The prosaic tones of his uncle's voice now filtering quietly in from the corridor outside the boys' compartment brought Danny instantly out of his reverie.
"Pssst! Rob! Are you awake?" Danny leaned down from the top berth. When reply came there none, Danny leant over again and this time walloped his cousin soundly with his pillow. Several wallops later, Danny achieved the response he wanted
Like Danny, young Robert was now also more or less awake, which in itself was something of a surprise. For, after kidnapping poor Oscar, in the hours since they had gone to bed, neither of the two older boys had slept much, if at all; having spent most of the time since Oscar's staged trial and execution, chatting in hushed whispers about who they believed might be hiding in one of the two empty compartments further back along the sleeping car; or else by taking it in turns to read under the bedclothes by the light of Danny's torch, more about the devilish doings of Fu Manchu and his fiendish accomplices.
"Ow! Stop it! Feckin' hell, Dan; that really hurts!"
"Don't let your Ma catch you saying that! She'll skin you alive". Danny laughed.
"Well what… what the feck is it, Dan?" asked Robert, thoroughly unabashed and who, despite the battering he had just received, was yet, in reality, still half asleep. He stretched, yawned, and flopped back on his pillow and in a manner of which, as the prospective next earl of Grantham, his aristocratic mother would have thoroughly disapproved.
"Jaysus! Wake up, Rob! Can't you hear your Da? He's out there in the corridor now, talking to the steward. Someone's put a bomb on the line! That's why we've stopped".
"A what?"
"A bomb! That's what he said!"
"Never!"
"Yes he did!"
"Cripes!"
"Cross my heart, Rob, it's all true. Tell you what; I'm goin' to tell Da and Ma. You comin'?"

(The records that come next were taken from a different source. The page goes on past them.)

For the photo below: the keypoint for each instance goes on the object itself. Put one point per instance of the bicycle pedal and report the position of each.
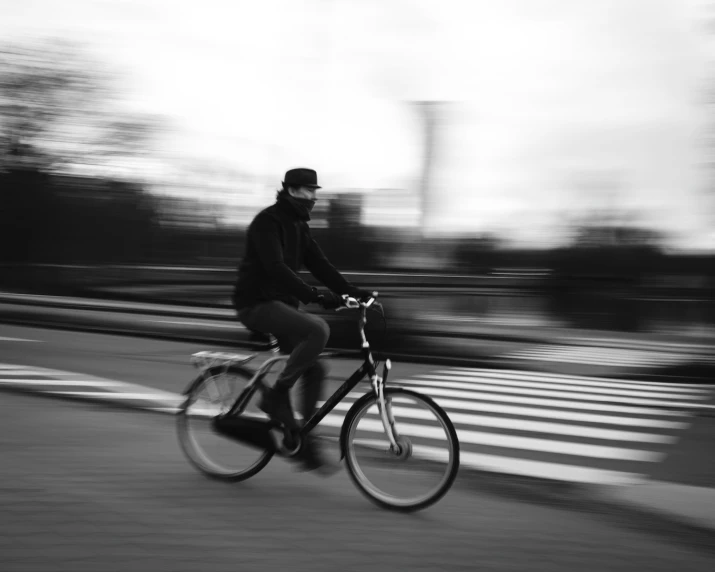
(286, 443)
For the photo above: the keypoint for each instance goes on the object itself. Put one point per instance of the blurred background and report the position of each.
(525, 162)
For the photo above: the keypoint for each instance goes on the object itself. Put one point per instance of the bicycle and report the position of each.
(373, 431)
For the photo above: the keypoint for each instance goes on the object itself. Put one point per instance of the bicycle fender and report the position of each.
(352, 412)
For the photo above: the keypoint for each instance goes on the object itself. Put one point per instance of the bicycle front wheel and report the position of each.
(423, 467)
(211, 452)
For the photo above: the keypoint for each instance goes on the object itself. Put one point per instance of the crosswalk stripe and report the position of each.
(562, 404)
(526, 467)
(560, 414)
(547, 393)
(526, 425)
(78, 383)
(598, 356)
(557, 380)
(518, 374)
(465, 383)
(118, 396)
(508, 441)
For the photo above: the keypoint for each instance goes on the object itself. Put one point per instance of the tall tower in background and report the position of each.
(429, 113)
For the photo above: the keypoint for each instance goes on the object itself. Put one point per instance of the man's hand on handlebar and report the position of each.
(331, 301)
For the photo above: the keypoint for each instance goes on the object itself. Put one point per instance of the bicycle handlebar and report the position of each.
(353, 303)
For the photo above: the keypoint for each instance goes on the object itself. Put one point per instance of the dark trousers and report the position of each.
(300, 334)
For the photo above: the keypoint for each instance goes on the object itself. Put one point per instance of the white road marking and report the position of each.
(526, 425)
(485, 383)
(203, 324)
(508, 441)
(518, 374)
(557, 380)
(67, 382)
(546, 393)
(514, 466)
(549, 413)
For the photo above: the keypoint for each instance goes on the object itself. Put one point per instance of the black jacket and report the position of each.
(278, 245)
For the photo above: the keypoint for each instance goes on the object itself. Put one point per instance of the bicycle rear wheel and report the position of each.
(426, 464)
(214, 454)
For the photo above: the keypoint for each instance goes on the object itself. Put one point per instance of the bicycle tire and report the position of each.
(368, 489)
(189, 445)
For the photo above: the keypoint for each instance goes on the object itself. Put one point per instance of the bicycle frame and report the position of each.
(367, 369)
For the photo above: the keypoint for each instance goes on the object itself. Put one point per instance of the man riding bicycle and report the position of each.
(268, 292)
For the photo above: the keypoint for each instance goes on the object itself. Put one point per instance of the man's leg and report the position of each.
(304, 336)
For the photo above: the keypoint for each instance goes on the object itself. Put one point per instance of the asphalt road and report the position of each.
(516, 425)
(100, 489)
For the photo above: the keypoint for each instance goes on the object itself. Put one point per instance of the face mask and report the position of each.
(307, 203)
(302, 206)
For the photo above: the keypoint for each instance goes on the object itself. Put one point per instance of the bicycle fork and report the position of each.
(385, 408)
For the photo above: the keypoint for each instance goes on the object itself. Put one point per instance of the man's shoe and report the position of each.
(310, 458)
(276, 404)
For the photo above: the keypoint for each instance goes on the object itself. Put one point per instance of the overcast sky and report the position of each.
(545, 95)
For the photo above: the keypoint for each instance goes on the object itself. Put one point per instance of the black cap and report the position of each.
(301, 178)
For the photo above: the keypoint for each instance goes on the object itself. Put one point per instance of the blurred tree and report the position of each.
(58, 111)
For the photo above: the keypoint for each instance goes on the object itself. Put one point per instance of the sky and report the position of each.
(551, 108)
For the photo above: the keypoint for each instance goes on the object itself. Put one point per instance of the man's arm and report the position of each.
(323, 270)
(265, 234)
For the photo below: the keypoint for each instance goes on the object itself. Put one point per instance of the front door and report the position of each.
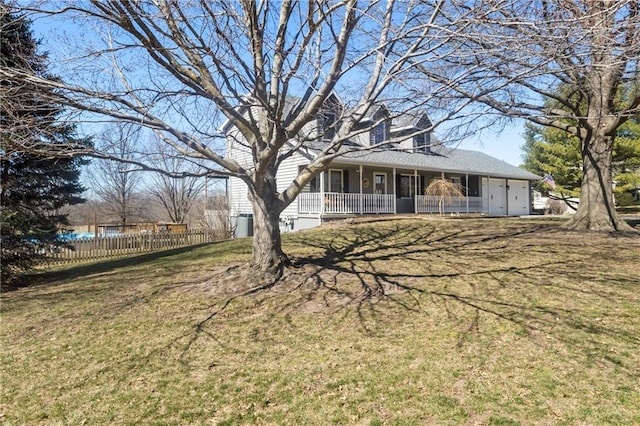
(497, 197)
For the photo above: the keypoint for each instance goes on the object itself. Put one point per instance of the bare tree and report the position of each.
(573, 65)
(177, 194)
(267, 67)
(111, 181)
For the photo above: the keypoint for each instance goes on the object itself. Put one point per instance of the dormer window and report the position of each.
(379, 133)
(422, 143)
(328, 122)
(329, 118)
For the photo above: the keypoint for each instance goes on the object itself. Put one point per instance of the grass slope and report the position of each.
(415, 321)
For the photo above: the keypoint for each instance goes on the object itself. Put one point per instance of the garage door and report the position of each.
(518, 198)
(497, 197)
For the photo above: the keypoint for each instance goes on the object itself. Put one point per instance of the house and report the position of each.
(390, 179)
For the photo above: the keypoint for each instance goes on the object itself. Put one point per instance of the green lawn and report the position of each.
(483, 321)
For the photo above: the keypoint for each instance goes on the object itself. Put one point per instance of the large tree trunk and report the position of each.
(596, 211)
(268, 260)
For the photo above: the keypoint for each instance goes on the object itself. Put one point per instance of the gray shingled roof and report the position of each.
(442, 159)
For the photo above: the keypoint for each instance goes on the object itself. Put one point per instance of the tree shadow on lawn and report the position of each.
(530, 275)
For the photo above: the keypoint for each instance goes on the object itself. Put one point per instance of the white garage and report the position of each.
(506, 197)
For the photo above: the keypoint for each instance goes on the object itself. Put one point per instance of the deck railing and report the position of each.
(123, 245)
(345, 203)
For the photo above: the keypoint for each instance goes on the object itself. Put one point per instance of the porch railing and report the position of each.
(345, 203)
(431, 204)
(354, 203)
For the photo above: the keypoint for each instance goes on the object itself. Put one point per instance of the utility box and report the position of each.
(245, 225)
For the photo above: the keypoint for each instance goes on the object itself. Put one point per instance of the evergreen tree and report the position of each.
(33, 188)
(549, 150)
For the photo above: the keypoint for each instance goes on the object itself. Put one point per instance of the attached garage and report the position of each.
(518, 197)
(506, 197)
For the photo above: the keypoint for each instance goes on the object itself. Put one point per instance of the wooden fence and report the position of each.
(123, 245)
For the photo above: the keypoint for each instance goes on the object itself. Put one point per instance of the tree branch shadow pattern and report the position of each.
(443, 268)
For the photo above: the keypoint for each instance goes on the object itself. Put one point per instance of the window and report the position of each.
(379, 133)
(380, 183)
(335, 180)
(421, 143)
(407, 186)
(328, 123)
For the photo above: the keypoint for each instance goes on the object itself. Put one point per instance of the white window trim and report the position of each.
(375, 174)
(411, 185)
(341, 180)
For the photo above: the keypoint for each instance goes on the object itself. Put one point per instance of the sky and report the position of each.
(505, 145)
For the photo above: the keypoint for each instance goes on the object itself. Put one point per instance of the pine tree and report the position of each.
(33, 188)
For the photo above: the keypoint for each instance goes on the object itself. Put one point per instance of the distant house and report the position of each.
(390, 179)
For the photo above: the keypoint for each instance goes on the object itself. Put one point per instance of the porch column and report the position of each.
(361, 177)
(322, 193)
(415, 190)
(489, 195)
(395, 196)
(466, 191)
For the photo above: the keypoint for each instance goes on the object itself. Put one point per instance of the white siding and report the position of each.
(286, 173)
(518, 197)
(238, 201)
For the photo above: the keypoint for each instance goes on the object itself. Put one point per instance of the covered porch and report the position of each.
(352, 190)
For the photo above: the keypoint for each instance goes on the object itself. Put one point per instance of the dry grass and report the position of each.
(387, 322)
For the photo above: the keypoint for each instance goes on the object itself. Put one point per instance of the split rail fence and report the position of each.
(122, 245)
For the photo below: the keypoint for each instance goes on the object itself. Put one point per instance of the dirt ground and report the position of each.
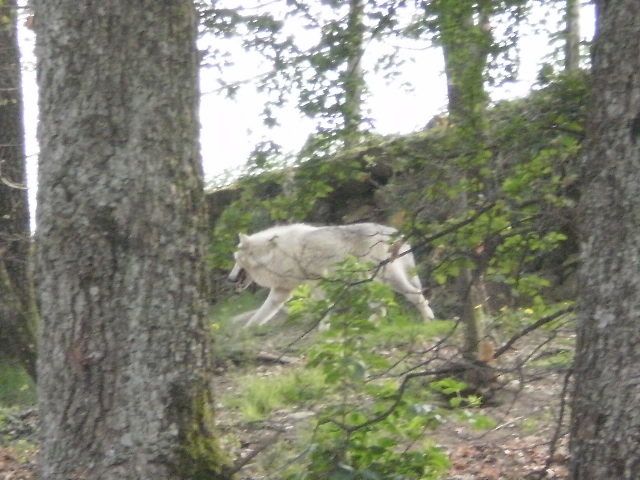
(525, 412)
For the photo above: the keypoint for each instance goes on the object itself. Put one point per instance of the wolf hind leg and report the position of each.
(399, 279)
(272, 305)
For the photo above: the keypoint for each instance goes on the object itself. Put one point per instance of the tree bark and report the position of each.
(353, 80)
(605, 423)
(465, 35)
(124, 385)
(572, 41)
(18, 315)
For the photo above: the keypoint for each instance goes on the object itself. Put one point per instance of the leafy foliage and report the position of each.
(371, 429)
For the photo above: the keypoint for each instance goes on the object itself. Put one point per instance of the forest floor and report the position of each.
(515, 447)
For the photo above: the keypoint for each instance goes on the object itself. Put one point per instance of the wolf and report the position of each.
(283, 257)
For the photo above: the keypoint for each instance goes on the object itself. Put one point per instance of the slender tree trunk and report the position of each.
(572, 45)
(465, 36)
(354, 81)
(17, 307)
(124, 385)
(605, 423)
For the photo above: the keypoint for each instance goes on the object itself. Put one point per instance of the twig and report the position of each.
(530, 328)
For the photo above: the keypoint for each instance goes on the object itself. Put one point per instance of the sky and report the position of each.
(230, 128)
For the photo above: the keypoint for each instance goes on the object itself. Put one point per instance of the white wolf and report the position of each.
(283, 257)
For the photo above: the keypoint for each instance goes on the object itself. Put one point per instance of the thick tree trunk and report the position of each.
(17, 308)
(605, 424)
(123, 369)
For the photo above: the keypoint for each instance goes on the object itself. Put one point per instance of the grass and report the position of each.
(258, 397)
(16, 387)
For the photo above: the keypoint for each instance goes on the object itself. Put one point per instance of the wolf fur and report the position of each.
(281, 258)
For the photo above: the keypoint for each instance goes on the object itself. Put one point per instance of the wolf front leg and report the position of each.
(270, 307)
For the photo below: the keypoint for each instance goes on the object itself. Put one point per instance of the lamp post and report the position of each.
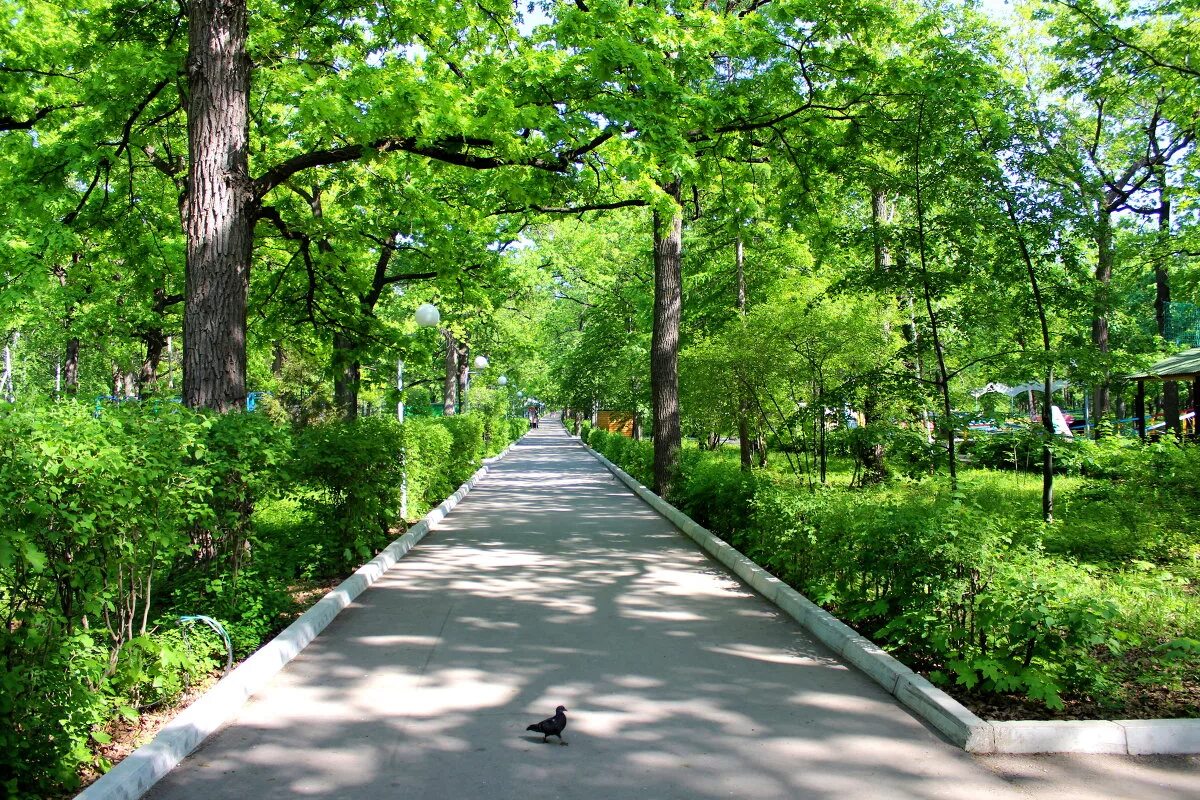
(480, 365)
(426, 316)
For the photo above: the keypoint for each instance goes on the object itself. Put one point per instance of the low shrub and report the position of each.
(427, 444)
(519, 426)
(633, 456)
(467, 446)
(355, 469)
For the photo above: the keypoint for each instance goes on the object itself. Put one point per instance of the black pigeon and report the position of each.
(552, 727)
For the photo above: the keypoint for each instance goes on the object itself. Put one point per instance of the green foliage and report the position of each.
(717, 493)
(1021, 450)
(99, 512)
(519, 426)
(635, 457)
(355, 469)
(427, 447)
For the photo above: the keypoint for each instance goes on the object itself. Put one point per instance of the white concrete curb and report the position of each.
(954, 720)
(149, 763)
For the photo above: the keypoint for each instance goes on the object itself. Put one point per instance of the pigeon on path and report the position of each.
(552, 727)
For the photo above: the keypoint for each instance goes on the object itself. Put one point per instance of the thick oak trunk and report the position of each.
(1162, 298)
(745, 447)
(450, 382)
(219, 205)
(346, 377)
(665, 342)
(148, 376)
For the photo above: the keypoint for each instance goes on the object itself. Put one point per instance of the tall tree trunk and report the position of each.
(71, 367)
(874, 452)
(943, 378)
(346, 377)
(219, 205)
(1163, 296)
(463, 377)
(1048, 383)
(745, 446)
(148, 376)
(665, 341)
(277, 359)
(1104, 256)
(450, 382)
(70, 373)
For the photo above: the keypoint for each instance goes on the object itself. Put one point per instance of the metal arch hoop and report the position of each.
(216, 626)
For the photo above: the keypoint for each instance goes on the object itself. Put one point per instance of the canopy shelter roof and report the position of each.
(1013, 391)
(1181, 366)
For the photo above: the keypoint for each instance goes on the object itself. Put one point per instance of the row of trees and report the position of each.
(286, 181)
(976, 209)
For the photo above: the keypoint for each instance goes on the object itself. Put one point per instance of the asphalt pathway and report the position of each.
(552, 584)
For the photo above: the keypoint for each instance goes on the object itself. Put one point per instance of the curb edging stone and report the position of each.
(951, 717)
(148, 764)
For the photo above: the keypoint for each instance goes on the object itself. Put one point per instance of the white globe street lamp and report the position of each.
(427, 316)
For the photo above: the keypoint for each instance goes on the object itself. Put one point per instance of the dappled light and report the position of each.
(551, 584)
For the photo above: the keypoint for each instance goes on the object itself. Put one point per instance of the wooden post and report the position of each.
(1140, 409)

So saying, clad in his vest and pyjama bottoms, Danny swung himself nimbly down from the top berth and landed lithely on the floor below. A minute later and Robert had clambered out of bed and, likewise in pyjamas and also barefoot, now followed Danny out of the door of their compartment.
Unseen by either of the boys, it was now that the door of one of the two empty compartments further along the sleeping car softly opened and but a matter of minutes later then closed.
Author's Note:
The Schweizer Offiziersmesser, Robert's Swiss officer's knife is the same as the Swiss Army knife of today. However, the latter name, coined by American GIs unable to pronounce or speak German, did not become current until after the end of World War Two.
Until the death penalty was abolished in Great Britain, it was customary for the judge announcing a capital sentence to have a black square of fabric, often made of silk, with one of its four corners facing outward, placed upon his head.
Alfred Rouse (1894-1931) was a travelling salesman, convicted and hanged in March 1931 for the brutal, gruesome murder of an unknown man in Northamptonshire, England; a hitchhiker, who he had picked up, bludgeoned to death and then burnt beyond recognition in his own motor car, in an attempt by Rouse to fake his own death and escape his own financial and matrimonial problems. Even with the advent of DNA, the identity of his victim has never been established
Piano Sonata No 2 in B-Flat minor, Op. 35, by Chopin, and better known as The Funeral March, is often played at state funerals.